不思議の国サウジアラビア

パラドクス・パラダイス

竹下節子 / 文藝春秋 / 2001/07/20

★★

ポテンシャルはあったのだが

 サウジアラビアに関する紹介。サウジアラビアに赴任した義弟(フランス人)の家に逗留するという形で、この国に短期間住んだときの体験をあれこれと書いている。どれほどの期間滞在したのかが定かでなく、ひょっとしたら1〜2週間かもしれない。いろいろと興味深い記述はあるものの、これは西洋人が日本の赤坂/六本木に住んでいる親戚の家に1〜2週間滞在し、もっぱらその周辺の外国人サークルの中で生活し、ときどき下町に足をのばして土着の人の生活を見た経験をもとに1冊の本を書いてしまった、というタイプの本かもしれないので要注意である。

 本書で一番興味深いのは、特権階級の女性から見たサウジアラビアという国のあり方だ。これに関しては確実に蒙を啓かれた。家の外では黒い上着(アバヤ)を着用し、頭や顔をヴェールで覆うことが義務づけられているサウジアラビアの女性たちは、自宅では思う存分おしゃれをしており、パーティーでは、普通の国では「コスチューム・プレイ」でしか使えないようなお姫様ドレスを着て楽しんでいる。このように、日本を含む先進諸国からは時代遅れに見える不自由さの背後に独特の自由があるというあり方が、副題の「パラドクス・パラダイス」の意味である。『笑われる日本人』という、アメリカ在住の日本人グループが『ニューヨーク・タイムズ』の日本報道の奇怪さを糾弾する本では、『ニューヨーク・タイムズ』の記者が日本の田舎にいって、そこらのおばさんから「夫から一度も「愛している」という言葉をかけられたことがない」という証言を引き出し、日本における女性の地位の低さを嘆いたという記事を紹介していたのだが、そういうコンテキストでの勘違いが、われわれのサウジアラビアに対する視線にも含まれている可能性がある、というわけだ。
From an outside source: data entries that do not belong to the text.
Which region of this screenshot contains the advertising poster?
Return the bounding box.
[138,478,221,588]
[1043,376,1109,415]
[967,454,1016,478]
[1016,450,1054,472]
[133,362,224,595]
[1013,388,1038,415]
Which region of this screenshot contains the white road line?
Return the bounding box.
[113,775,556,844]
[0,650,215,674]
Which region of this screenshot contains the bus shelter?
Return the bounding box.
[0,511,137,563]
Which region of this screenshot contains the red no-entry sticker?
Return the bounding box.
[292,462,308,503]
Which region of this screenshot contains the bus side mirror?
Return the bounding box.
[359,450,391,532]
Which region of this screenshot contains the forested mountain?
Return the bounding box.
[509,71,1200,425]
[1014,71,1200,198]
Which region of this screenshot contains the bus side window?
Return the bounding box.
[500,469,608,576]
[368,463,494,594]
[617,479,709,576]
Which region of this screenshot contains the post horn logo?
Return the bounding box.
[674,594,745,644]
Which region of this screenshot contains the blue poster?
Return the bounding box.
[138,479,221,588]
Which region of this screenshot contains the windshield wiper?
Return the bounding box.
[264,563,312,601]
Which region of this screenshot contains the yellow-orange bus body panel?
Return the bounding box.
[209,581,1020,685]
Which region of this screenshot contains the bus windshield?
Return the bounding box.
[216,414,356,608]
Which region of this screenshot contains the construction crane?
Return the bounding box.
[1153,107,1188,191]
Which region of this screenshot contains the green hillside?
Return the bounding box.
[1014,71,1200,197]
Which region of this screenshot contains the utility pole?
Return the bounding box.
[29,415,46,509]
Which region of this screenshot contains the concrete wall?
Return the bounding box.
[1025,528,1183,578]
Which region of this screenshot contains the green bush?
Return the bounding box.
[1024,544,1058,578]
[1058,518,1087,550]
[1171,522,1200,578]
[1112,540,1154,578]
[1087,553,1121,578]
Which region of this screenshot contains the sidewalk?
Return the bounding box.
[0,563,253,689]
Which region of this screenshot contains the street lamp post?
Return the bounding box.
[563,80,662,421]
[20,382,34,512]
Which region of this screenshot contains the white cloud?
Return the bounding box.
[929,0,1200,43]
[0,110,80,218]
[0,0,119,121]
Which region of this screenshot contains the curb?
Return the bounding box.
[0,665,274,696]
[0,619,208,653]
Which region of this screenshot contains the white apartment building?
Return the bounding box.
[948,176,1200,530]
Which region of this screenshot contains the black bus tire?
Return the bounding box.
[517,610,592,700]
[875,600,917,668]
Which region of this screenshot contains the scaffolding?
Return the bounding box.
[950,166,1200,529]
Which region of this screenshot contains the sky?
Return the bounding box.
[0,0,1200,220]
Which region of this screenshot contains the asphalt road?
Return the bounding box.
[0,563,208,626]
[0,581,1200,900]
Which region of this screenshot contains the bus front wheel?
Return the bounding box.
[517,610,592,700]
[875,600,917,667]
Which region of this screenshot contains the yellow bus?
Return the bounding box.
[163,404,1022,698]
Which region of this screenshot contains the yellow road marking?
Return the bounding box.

 これらの「パラドクス」は、外に見せる公の顔とプライベートな空間での振る舞いの違いから生じているものが多い。上記の女性の振る舞いはその典型だが、その他にも宗教上の禁忌のいくつかが、家の中では平然と破られているという事例がいくつも紹介される。

 残念なことに、著者はもっぱらフランス人を中心とした外国人サークルの中で生活しており、サウジアラビア人の女性と接触してもそれはおそらく中上流階級の人たちである。したがって本書で描かれているサウジアラビア人女性の特性は、おそらくこの国の特権階級のもので、外国人サークルとの接点がない人々や外国人労働者たちの生活はまたまったく違ったものだろう。ところで、こういう執筆姿勢にかえって潔いものを感じたということを述べておかなくてはならない。往々にして外国ルポは、その土地の下層階級に「潜入」したがるものだが、本書の著者は自分自身と同じレベルと見なした人間にしか関心を持っていないのである。冒頭で赤坂/六本木の外国人と書いたのは、そういうことである。

 なお著者は、サウジアラビアのそうしたあり方から日本論を語る。その視点はヨーロッパ文化人のもので、要するにヨーロッパ文化人がアメリカという文化を1つの基準点としてサウジアラビアと日本という2つの野蛮な国を比較するという、かなり珍しい構図になっている。サウジアラビアの方がアメリカとヨーロッパの影響をうまく両立させているというような発想は興味深いのだが(それは要するに「フランス人」たる自分がサウジアラビアで居心地よく暮らせたということなんだろ、と突っ込みたくなるが)、抽象的な議論になると混乱しているように思われる。仮に現在のサウジアラビアの状況を日本と比較するのであれば、明治時代の士族とか、昭和以降の都市人口の増加と中上流階級の特権性のゆっくりとした消滅あたりが良い題材になると思われる。というか、普通に考えればそういう対比以外にはありえないはずなので(要するに資産の集中が緩和されていくプロセス)、それ以外の議論をするためには、まずこの論点を押さえてから批判するという手続きを踏むべきなのだと思う。これがなされていないから、思いつきの議論に見えてしまう。